Klayman has been sanctioned, sued, and banned by judges, clients, and various state bars. The list of violations is long and impressive. Klayman, in characteristic style, has often fought back –even trolling a California federal judge who ruled against him, and accusing him of being Anti-Semitic, and “obviously drunk” at the bench. It takes a lot for a lawyer to be “banned for life” from a courtroom — but as I mentioned, Klayman isn’t your average attorney.
Larry Klayman saw the case of Cliven Bundy, and apparently felt it was a match made in attorney-client heaven. Bundy has been incarcerated and awaiting trial for over a year for his part in the 2014 Bundy standoff – an armed confrontation between Bundy’s cattle-rancher friends and law enforcement over withheld cattle grazing fees in southeastern Nevada. Klayman asked, again and again, to become Bundy’s lawyer. And that’s where things got crazy. Bundy already had a lawyer. Nevada attorney Bret O. Whipple (no relation to the Charmin toilet paper guy) is already Bundy’s counsel of record. And when Klayman filed a motion to appear on Bundy’s behalf, Whipple didn’t even sign it.
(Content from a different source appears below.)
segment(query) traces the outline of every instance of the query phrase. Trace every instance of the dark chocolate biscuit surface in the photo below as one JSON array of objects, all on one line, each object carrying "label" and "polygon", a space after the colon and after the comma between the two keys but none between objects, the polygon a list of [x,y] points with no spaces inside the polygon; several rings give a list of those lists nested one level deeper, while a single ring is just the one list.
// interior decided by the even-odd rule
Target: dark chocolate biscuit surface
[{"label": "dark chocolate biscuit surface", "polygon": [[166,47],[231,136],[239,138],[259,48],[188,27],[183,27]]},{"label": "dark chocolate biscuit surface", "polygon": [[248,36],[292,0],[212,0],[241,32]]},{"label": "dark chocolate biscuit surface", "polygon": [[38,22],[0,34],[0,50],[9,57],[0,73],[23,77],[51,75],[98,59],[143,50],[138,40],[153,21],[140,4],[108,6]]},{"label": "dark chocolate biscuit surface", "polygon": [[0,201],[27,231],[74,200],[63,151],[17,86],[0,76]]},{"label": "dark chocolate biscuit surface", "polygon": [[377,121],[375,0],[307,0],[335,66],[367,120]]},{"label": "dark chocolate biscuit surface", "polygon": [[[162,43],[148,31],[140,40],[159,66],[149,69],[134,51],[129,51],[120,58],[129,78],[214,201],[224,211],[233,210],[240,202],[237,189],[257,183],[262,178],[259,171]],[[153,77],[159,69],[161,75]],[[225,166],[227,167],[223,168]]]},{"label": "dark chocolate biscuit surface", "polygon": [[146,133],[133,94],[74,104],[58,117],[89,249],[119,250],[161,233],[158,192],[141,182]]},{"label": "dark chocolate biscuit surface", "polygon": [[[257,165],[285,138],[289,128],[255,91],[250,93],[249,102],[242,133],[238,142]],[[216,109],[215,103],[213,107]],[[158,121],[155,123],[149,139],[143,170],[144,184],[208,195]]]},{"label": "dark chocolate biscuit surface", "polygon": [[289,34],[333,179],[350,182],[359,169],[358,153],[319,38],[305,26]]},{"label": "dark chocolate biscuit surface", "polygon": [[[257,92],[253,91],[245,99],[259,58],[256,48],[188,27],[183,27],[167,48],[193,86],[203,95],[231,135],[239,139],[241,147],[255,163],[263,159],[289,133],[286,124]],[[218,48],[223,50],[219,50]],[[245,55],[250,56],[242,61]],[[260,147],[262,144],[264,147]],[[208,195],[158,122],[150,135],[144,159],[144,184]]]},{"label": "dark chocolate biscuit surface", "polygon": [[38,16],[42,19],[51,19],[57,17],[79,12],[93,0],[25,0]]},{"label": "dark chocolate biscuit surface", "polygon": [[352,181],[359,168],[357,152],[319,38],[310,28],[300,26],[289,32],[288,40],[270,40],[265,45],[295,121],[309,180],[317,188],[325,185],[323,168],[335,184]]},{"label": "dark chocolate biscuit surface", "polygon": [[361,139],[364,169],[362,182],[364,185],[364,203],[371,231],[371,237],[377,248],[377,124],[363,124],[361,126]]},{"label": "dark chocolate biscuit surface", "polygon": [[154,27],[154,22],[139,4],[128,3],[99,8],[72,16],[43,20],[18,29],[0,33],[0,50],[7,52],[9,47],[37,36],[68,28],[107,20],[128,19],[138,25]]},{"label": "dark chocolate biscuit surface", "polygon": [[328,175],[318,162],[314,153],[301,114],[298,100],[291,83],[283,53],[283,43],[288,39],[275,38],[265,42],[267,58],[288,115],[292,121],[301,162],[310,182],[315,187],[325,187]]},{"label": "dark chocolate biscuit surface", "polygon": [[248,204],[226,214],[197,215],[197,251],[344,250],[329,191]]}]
So for all the court knows, Klayman is orchestrating this entire thing on his own. The 9th Circuit called Klayman out for his lack of logic in yesterday’s decision:
“Why Bundy (or Klayman) thinks that … Klayman could file a petition for a writ of mandamus on behalf of Bundy, we do not understand.”
And when federal courts say they “do not understand” things, that’s code for “go sell crazy somewhere else.”
More ridiculous still is that in his pleadings, Klayman justified the need to be admitted pro hac vice on the grounds that Whipple (a Nevada attorney with more than twenty years of relevant experience) is inexperienced and wholly unqualified to represent Bundy. The 9th Circuit gently suggested that Klayman’s pants were on fire:
“The assertions made by [Klayman] about [Whipple] are demonstrably false. Either Klayman has failed to ascertain the facts by, for example, talking with Whipple or looking at Whipple’s website, or he has deliberately misled this court. Neither option paints Klayman in a good light. At best, Klayman has shown such a casual acquaintance with the facts that he is guilty of at least gross negligence in his representations to this court.”
Trial enthusiasts are mourning the Court’s decision yesterday, because a lengthy courtroom drama including Cliven Bundy and Larry Klayman would definitely have been entertaining. No word yet on whether Bundy actually wanted Klayman, or whether this entire thing was some sort of delusion of advocacy grandeur in Klayman’s rather colorful mind.